When I started poking around with why this was happening, the key area was
[dec for dec in decs if dec.dec_id == ident],
[hm for hm in metas if hm.dec_id == ident]
At some point during the combining of these (what I thought were) Python objects, at some point calling dec.dec_id and hm.dec_id, in the SQLAlchemy code, at best, we go into,
def __get__(self, instance, owner):
if instance is None:
return self
dict_ = instance_dict(instance)
if self._supports_population and self.key in dict_:
return dict_[self.key]
else:
return self.impl.get(instance_state(instance), dict_)
Of InstrumentedAttribute in sqlalchemy/orm/attributes.py which seems to be very slow, but even worse than this, I've observed times when fields expired, and then we enter,
def get(self, state, dict_, passive=PASSIVE_OFF):
"""Retrieve a value from the given object.
If a callable is assembled on this object's attribute, and
passive is False, the callable will be executed and the
resulting value will be set as the new value for this attribute.
"""
if self.key in dict_:
return dict_[self.key]
else:
# if history present, don't load
key = self.key
if key not in state.committed_state or \
state.committed_state[key] is NEVER_SET:
if not passive & CALLABLES_OK:
return PASSIVE_NO_RESULT
if key in state.expired_attributes:
value = state._load_expired(state, passive)
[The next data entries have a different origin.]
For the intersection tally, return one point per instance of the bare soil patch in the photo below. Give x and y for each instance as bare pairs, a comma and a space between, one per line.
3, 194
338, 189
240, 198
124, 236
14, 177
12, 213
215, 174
Of AttributeImpl in the same file. Horrible issue here is that state._load_expired re-runs the SQL Query completely. So in a situation like this, with a big list of idents, we end up running thousands of "small" SQL queries to the database, where I think we should have only been running two "large" ones at the top.
Now, I've gotten around the expired issue by how I initialise the database for flask with session-options, changing
app = Flask(__name__)
CsrfProtect(app)
db = SQLAlchemy(app)
to
app = Flask(__name__)
CsrfProtect(app)
db = SQLAlchemy(
app,
session_options=dict(autoflush=False, autocommit=False, expire_on_commit=False))
This has definitely improved the above situation for when a rows fields just seemed to expire seemingly (from my observations) at random, but the "normal" slowness of accessing items to SQLAlchemy is still an issue for what we're currently running.
Is there any way with SQLAlchemy, to get a "real" Python object returned from a query, instead of a proxied one like it is now, so it isn't being affected by this?
Your randomness is probably related to either explicitly committing or rolling back at an inconvenient time, or due to auto-commit of some kind. In its default configuration SQLAlchemy session expires all ORM-managed state when a transaction ends. This is usually a good thing, since when a transaction ends you've no idea what the current state of the DB is. This can be disabled, as you've done with expire_on_commit=False.
The ORM is also ill suited for extremely large bulk operations in general, as explained here. It is very well suited for handling complex object graphs and persisting those to a relational database with much less effort on your part, as it organizes the required inserts etc. for you. An important part of that is tracking changes to instance attributes. The SQLAlchemy Core is better suited for bulk.
It looks like you're performing 2 queries that produce a potentially large amount of results and then do a manual "group by" on the data, but in a rather unperforming way, because for each id you have you scan the entire list of results, or O(nm), where n is the number of ids and m the results. Instead you should group the results to lists of objects by id first and then perform the "join". On some other database systems you could handle the grouping in SQL directly, but alas MySQL has no notion of arrays, other than JSON.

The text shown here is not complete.